Oh, Jesus. From this morning's LA Times:
A major Chinese oil company made a landmark offer to buy California-based Unocal Corp. for $18.5 billion on Wednesday, topping a bid by rival U.S. oil giant Chevron Corp. and setting the stage for an intense political debate over the future of U.S. energy, security and trade policies.
The unsolicited offer by CNOOC Ltd., an arm of state-owned China National Offshore Oil Corp., was the most dramatic example yet of China's growing influence in global markets and would be China's largest foreign acquisition by far.
So, normally, this would be just another story of a multi-billion-dollar takeover attempt -- not really news any more, but it's that national security aspect that kind of makes things interesting.
The proposed buyout could raise hackles in the United States, which is heavily dependent on foreign oil. China's fast-growing economy is consuming ever-larger amounts of crude, which is helping to drive the price to record heights on world markets, and CNOOC wants to add Unocal's assets to its energy reserves.
So who's got their panties in a bunch over this scenario? Oh, look:
One congressman, Rep. Richard W. Pombo (R-Tracy), said he didn't believe it was "in the best interest of the United States to have Unocal owned by the Chinese national government," adding that the deal could have "disastrous consequences for our economic and national security."
Pombo and Rep.
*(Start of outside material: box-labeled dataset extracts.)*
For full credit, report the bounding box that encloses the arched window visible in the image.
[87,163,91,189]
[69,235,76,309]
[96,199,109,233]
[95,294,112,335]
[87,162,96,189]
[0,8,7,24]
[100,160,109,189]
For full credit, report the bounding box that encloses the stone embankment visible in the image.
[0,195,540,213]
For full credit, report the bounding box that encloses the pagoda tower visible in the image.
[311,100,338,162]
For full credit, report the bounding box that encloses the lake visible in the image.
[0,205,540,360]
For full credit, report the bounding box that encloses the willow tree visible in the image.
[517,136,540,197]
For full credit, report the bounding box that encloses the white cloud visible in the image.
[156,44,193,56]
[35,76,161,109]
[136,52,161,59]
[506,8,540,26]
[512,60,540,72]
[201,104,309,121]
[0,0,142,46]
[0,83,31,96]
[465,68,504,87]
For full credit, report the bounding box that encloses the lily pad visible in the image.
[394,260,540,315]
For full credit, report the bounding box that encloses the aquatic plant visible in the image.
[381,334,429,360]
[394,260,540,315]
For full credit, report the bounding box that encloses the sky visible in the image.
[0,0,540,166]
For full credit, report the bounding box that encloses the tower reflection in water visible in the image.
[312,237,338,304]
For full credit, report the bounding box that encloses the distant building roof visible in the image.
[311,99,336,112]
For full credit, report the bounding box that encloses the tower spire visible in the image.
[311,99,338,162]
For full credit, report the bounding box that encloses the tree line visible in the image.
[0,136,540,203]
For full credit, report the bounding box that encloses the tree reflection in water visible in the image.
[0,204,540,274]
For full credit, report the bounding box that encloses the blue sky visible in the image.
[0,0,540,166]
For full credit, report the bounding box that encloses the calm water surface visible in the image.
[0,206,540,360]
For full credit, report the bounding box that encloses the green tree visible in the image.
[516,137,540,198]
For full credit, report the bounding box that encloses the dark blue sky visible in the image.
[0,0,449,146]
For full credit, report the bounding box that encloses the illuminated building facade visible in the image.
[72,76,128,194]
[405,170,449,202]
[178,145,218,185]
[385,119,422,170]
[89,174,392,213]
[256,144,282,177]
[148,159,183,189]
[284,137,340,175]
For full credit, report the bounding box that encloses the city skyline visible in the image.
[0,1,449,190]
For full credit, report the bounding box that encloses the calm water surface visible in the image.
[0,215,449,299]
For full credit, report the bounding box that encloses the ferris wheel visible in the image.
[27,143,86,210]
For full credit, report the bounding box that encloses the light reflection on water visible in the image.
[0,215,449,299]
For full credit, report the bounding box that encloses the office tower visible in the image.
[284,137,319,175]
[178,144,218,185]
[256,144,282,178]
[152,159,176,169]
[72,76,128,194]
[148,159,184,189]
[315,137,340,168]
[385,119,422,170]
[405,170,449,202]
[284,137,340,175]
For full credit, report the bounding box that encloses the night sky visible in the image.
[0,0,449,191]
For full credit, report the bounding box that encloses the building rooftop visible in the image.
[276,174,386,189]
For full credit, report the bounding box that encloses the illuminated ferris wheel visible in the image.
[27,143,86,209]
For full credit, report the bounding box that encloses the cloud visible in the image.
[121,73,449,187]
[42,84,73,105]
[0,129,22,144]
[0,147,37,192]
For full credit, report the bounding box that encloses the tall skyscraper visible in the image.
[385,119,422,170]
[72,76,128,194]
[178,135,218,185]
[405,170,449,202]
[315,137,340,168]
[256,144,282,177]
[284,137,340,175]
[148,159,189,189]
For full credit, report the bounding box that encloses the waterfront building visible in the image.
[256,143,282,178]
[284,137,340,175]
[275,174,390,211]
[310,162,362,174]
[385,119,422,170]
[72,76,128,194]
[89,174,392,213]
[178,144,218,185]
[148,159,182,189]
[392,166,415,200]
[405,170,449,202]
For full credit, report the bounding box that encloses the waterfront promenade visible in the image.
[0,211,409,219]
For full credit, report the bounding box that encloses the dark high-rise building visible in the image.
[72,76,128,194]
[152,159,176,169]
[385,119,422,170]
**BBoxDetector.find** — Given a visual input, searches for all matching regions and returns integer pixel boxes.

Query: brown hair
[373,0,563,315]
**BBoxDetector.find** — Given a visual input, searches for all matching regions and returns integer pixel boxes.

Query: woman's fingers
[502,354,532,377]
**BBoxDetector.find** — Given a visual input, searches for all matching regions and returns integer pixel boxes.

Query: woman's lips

Duncan Hunter (R-El Cajon) sent a letter to President Bush last week urging him to look closely at any Chinese bid to acquire U.S. energy assets. Such an attempt "raises many concerns about U.S. jobs, energy production and energy security," their letter said.
And gosh, I'll just bet you thought the Republicans were such avid fans of unfettered capitalism, less government regulation and the power of the free market, didn't you? Apparently, not always. Who would have guessed?
(By the way, you remember Duncan Hunter, don't you? Is this really the man you want monitoring the security aspects of multi-billion-dollar, international energy deals? But I digress. Onward.)
And what's everyone worried about, anyway? So what if "China's fast-growing economy is consuming ever-larger amounts of crude." What's the big deal? After all, these guys aren't worried. And, remember, they're experts.